[PATCHv4 net-next 06/10] openvswitch: Allow matching on conntrack mark

From: Joe Stringer
Date: Tue Aug 18 2015 - 19:44:03 EST


Allow matching and setting the conntrack mark field. As with conntrack
state and zone, these are populated when the CT action is executed,
and are made available for matching via RECIRC. To write to this field,
a value and optional mark can be passed as part of the conntrack action.

E.g.: actions:ct(zone=0),ct(zone=1,mark=1)

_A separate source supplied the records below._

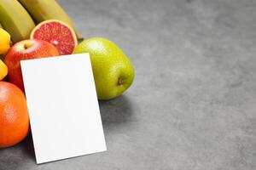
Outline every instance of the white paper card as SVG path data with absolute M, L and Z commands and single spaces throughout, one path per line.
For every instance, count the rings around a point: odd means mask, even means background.
M 89 54 L 20 64 L 37 163 L 106 150 Z

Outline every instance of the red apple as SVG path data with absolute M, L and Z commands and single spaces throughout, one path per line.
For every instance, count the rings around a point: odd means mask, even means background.
M 43 40 L 29 39 L 15 43 L 9 48 L 4 59 L 9 82 L 24 90 L 20 60 L 57 55 L 59 52 L 56 48 Z

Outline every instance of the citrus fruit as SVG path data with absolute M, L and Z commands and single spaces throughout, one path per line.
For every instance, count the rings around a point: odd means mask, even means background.
M 8 73 L 6 65 L 0 60 L 0 80 L 3 80 Z
M 4 54 L 9 48 L 10 35 L 3 28 L 0 28 L 0 54 Z
M 123 51 L 110 40 L 102 37 L 84 40 L 73 53 L 90 53 L 99 99 L 113 99 L 131 85 L 134 67 Z
M 15 85 L 0 82 L 0 148 L 20 142 L 29 131 L 26 98 Z
M 74 31 L 64 22 L 56 20 L 39 23 L 32 31 L 30 38 L 50 42 L 61 55 L 72 54 L 78 43 Z
M 9 81 L 24 90 L 20 60 L 57 55 L 59 52 L 56 48 L 43 40 L 29 39 L 15 43 L 9 48 L 4 59 L 8 66 Z

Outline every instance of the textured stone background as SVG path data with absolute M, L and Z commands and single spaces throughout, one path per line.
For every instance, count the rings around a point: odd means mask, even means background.
M 84 37 L 119 44 L 134 84 L 100 102 L 108 151 L 38 166 L 29 137 L 1 170 L 256 169 L 256 1 L 59 2 Z

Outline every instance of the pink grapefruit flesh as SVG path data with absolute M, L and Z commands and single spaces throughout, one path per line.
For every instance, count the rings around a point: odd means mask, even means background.
M 70 54 L 78 44 L 74 31 L 56 20 L 39 23 L 32 31 L 31 39 L 40 39 L 53 44 L 61 55 Z

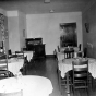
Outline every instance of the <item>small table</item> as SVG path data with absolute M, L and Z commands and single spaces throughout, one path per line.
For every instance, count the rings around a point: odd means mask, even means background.
M 11 58 L 8 60 L 8 70 L 15 75 L 20 72 L 20 69 L 23 67 L 23 64 L 24 59 Z M 0 65 L 2 64 L 0 63 Z
M 31 59 L 33 58 L 33 51 L 24 51 L 24 57 L 27 56 L 27 60 L 31 61 Z
M 22 96 L 49 96 L 53 88 L 49 79 L 36 75 L 0 80 L 0 93 L 15 93 L 14 89 L 22 91 Z

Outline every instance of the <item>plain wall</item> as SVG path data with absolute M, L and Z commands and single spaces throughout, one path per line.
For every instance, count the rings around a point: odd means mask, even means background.
M 85 23 L 89 24 L 88 33 Z M 96 1 L 83 12 L 83 43 L 87 48 L 87 57 L 96 58 Z
M 77 44 L 83 45 L 81 12 L 27 14 L 27 38 L 41 37 L 43 43 L 46 44 L 46 55 L 52 55 L 57 46 L 60 45 L 61 29 L 59 24 L 72 22 L 77 25 Z

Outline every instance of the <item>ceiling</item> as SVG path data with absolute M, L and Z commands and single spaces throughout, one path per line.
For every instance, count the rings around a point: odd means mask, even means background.
M 26 14 L 83 11 L 91 0 L 0 0 L 0 8 L 11 11 L 19 10 Z

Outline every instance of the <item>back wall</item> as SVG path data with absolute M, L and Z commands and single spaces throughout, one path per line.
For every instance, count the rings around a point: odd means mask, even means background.
M 46 55 L 53 55 L 53 50 L 60 45 L 61 29 L 59 24 L 72 22 L 76 22 L 77 25 L 77 44 L 83 44 L 81 12 L 27 14 L 27 38 L 41 37 L 43 43 L 46 44 Z

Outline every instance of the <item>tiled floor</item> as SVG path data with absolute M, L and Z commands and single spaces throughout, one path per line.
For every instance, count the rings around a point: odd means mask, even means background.
M 53 92 L 50 96 L 73 96 L 73 94 L 67 94 L 65 88 L 62 87 L 62 94 L 59 91 L 58 75 L 57 75 L 57 60 L 55 58 L 39 59 L 32 61 L 27 65 L 26 75 L 40 75 L 48 77 L 53 86 Z M 96 82 L 94 81 L 94 91 L 89 89 L 89 96 L 96 96 Z M 85 91 L 79 91 L 75 96 L 87 96 Z

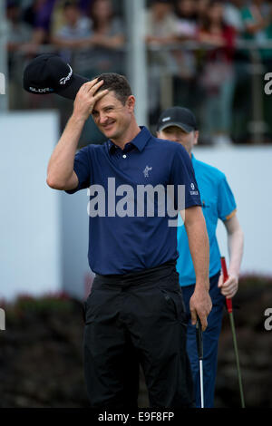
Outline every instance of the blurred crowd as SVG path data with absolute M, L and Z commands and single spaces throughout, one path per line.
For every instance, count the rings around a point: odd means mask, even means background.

This will perform conntrack lookup in zone 0, then lookup in zone 1,
then modify the mark for the entry in zone 1. The conntrack entry itself
must be committed using the "commit" flag in the conntrack action flags
for this change to persist.

Signed-off-by: Justin Pettit <jpettit@xxxxxxxxxx>
Signed-off-by: Joe Stringer <joestringer@xxxxxxxxxx>
---
v1-v3: No change.
v4: Only allow setting conntrack mark via ct action.
Documentation tweaks.
---
include/uapi/linux/openvswitch.h | 5 ++++
net/openvswitch/actions.c | 1 +
net/openvswitch/conntrack.c | 61 ++++++++++++++++++++++++++++++++++++++--
net/openvswitch/conntrack.h | 1 +
net/openvswitch/flow.h | 1 +
net/openvswitch/flow_netlink.c | 15 +++++++++-
6 files changed, 80 insertions(+), 4 deletions(-)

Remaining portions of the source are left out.